The HMAC key should be injected via a secrets manager (e.g., Kubernetes Secrets, HashiCorp Vault) rather than stored in configuration files. The hmac_key field in sentinel.yaml is intentionally left empty as a reminder.
The SENTINEL dashboard and SDK enforce RBAC:
| Role | Permissions |
|---|---|
viewer |
Read-only access to fleet health, event history, audit trail |
operator |
Viewer permissions + manual quarantine/reinstatement, threshold adjustment |
admin |
Operator permissions + configuration changes, RBAC management, compliance report generation |
auditor |
Read-only access to audit trail and compliance reports; cannot view or modify operational settings |
RBAC is enforced at the gRPC service level in the correlation engine and audit ledger.

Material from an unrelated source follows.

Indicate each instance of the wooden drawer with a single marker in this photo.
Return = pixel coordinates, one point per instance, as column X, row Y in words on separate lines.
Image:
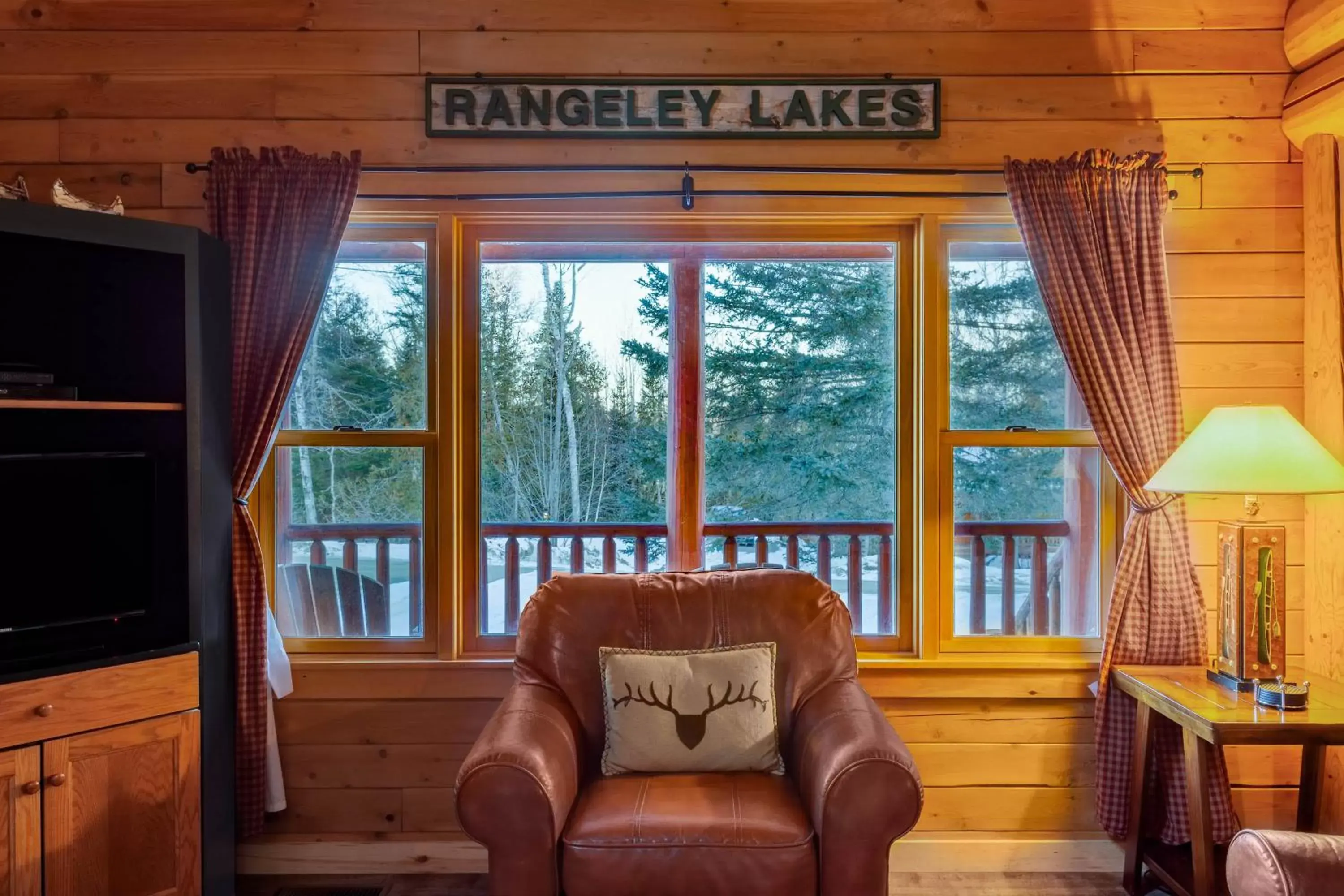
column 62, row 706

The SENTINEL Kubernetes deployment includes network policies (deploy/kubernetes/network-policies.yaml) that restrict inter-component communication:
- Probe agents can only communicate with the correlation engine (port 50051).
- The correlation engine can communicate with the audit ledger (port 50052), data stores (PostgreSQL 5432, ScyllaDB 9042, Redis 6379), and the metrics endpoint.
- The audit ledger can communicate with data stores only.
- The dashboard can communicate with the correlation engine and audit ledger query services only.
- No component can communicate with external networks except for configured alerting channels (Slack webhook, PagerDuty API, SMTP).
The Merkle hash chain in the audit ledger provides tamper evidence. Even if an attacker gains access to the database, modifying historical entries without detection requires recomputing the entire hash chain from the modified entry forward, and any external verifier holding a previous Merkle root would detect the tampering.
Periodic chain verification (default every 6 hours) provides automated detection of any integrity violations.